I plan also to add a page of “testimonials.” I’ve had many people, both established scholars and graduate students, write to me and tell me that this blog has been an important resource for them. I’m going to collect some of those comments and post them, with the authors’ permission of course, to the “testimonials” page. There are a couple of reasons I want to do this. First, it will be helpful to people who are new to Kierkegaard and hence not in a good position to judge the quality of the posts. Second, it will help to establish to scholars, and university administrators who are not scholars, that this kind of digital scholarship is actually important to the profession. Many older scholars, as well as older administrators, have been slow to appreciate how important online resources can be. I think a page of testimonials will help to show the importance of such resources.
I may be mistaken, of course, but my guess is that blogs such as this will one day supplant in importance traditional scholarly journals. I don’t mean to suggest that journals will cease to exist. I think we’ll always have scholarly journals. My guess, though, is that they will nearly all eventually be exclusively online and that even then much of the cutting edge scholarship will take place outside of them because of how slow they are in getting material to the reading public. The problem isn’t getting the material into print, I believe, so much as it is getting referee reports in a timely fashion. I fear that isn’t much that can be done about that. Refereeing articles for scholarly journals is an important task but it is very time consuming. Sometimes the referees want changes to articles and that further delays the process of getting material into print.

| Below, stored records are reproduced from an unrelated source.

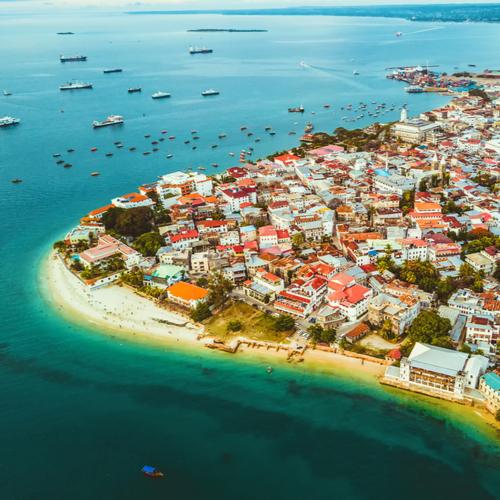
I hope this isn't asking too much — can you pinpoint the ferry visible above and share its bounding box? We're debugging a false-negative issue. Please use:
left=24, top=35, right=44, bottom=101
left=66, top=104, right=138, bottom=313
left=151, top=92, right=170, bottom=99
left=405, top=85, right=424, bottom=94
left=189, top=47, right=213, bottom=55
left=201, top=89, right=220, bottom=97
left=0, top=116, right=21, bottom=127
left=59, top=56, right=87, bottom=62
left=59, top=82, right=92, bottom=90
left=141, top=465, right=164, bottom=478
left=92, top=115, right=124, bottom=128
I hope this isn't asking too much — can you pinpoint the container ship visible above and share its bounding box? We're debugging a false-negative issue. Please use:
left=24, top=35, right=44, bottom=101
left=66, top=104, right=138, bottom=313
left=189, top=47, right=213, bottom=55
left=0, top=116, right=21, bottom=127
left=59, top=82, right=92, bottom=90
left=59, top=56, right=87, bottom=62
left=201, top=89, right=220, bottom=97
left=92, top=115, right=124, bottom=128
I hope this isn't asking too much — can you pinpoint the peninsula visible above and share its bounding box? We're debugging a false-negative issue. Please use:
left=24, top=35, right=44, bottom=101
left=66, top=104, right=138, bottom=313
left=47, top=68, right=500, bottom=418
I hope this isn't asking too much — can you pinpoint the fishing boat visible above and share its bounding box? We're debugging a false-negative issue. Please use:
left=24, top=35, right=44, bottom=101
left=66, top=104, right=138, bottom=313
left=151, top=91, right=170, bottom=99
left=141, top=465, right=164, bottom=478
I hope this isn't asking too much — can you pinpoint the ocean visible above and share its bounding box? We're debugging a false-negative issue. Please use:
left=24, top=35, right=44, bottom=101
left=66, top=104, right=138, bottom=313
left=0, top=5, right=500, bottom=500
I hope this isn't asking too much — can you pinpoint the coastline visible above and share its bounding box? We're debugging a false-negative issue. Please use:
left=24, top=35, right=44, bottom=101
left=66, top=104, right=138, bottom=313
left=40, top=250, right=500, bottom=439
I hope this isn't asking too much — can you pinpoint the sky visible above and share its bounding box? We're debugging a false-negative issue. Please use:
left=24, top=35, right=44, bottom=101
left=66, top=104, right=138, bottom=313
left=0, top=0, right=498, bottom=10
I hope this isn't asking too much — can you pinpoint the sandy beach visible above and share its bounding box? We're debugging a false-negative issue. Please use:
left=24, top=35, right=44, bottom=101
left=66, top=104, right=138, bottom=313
left=42, top=252, right=385, bottom=377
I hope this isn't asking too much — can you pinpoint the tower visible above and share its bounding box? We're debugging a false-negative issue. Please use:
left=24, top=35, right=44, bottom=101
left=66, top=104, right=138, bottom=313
left=399, top=106, right=408, bottom=123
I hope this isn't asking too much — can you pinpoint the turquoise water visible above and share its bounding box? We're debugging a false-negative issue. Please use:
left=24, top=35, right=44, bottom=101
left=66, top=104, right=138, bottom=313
left=0, top=9, right=500, bottom=500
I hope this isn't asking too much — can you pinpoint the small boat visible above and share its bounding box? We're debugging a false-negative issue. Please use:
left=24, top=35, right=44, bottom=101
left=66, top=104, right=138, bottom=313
left=141, top=465, right=164, bottom=478
left=201, top=89, right=220, bottom=97
left=151, top=92, right=171, bottom=99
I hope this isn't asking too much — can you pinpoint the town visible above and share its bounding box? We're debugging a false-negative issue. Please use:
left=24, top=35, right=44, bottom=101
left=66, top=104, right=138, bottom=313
left=54, top=84, right=500, bottom=419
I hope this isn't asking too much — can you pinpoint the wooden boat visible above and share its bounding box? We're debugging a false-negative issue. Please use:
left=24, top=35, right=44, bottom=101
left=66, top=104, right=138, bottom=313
left=141, top=465, right=164, bottom=478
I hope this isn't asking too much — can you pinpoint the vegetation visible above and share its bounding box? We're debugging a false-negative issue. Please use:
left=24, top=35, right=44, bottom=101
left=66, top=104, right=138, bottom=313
left=307, top=325, right=337, bottom=344
left=403, top=311, right=453, bottom=351
left=102, top=207, right=153, bottom=238
left=190, top=302, right=212, bottom=323
left=134, top=231, right=165, bottom=257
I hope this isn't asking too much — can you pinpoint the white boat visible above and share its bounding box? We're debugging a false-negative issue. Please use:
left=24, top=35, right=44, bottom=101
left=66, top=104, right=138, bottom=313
left=151, top=92, right=170, bottom=99
left=92, top=115, right=125, bottom=128
left=201, top=89, right=220, bottom=97
left=0, top=116, right=21, bottom=127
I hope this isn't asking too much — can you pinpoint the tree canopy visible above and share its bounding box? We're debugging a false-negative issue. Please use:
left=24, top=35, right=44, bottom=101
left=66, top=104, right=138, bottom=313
left=102, top=207, right=153, bottom=238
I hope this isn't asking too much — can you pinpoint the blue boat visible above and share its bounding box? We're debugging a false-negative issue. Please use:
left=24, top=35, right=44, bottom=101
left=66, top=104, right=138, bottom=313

Much of what I post isn’t time sensitive, but some of it is, such as my response to Peter Gordon’s review of Daphne Hampson’s book Kierkegaard: Exposition and Critique in the New York Review of Books. I was able to get that post up when that issue of the NYRB was still in circulation. That prompted a conversation, of sorts, between Hampson and myself that likely would never have taken place had I tried to publish my response to the NYRB‘s piece in a scholarly journal and that conversation contains much valuable information concerning Kierkegaard’s view on science, nature, and miracles. If you found that information helpful, or found the information on other posts helpful, please comment to that effect on this post. I’ll eventually collect such comments and create at “testimonials” page for them.
In other news, I have heard from Baylor that they are planning to publish a paperback version of my book Ways of Knowing: Kierkegaard’s Pluralist Epistemology. That is good news. The original hard cover was reasonably priced, but the paperback should be even more affordable.
I’ll be back soon with a post on the conference I attended this summer in Munich!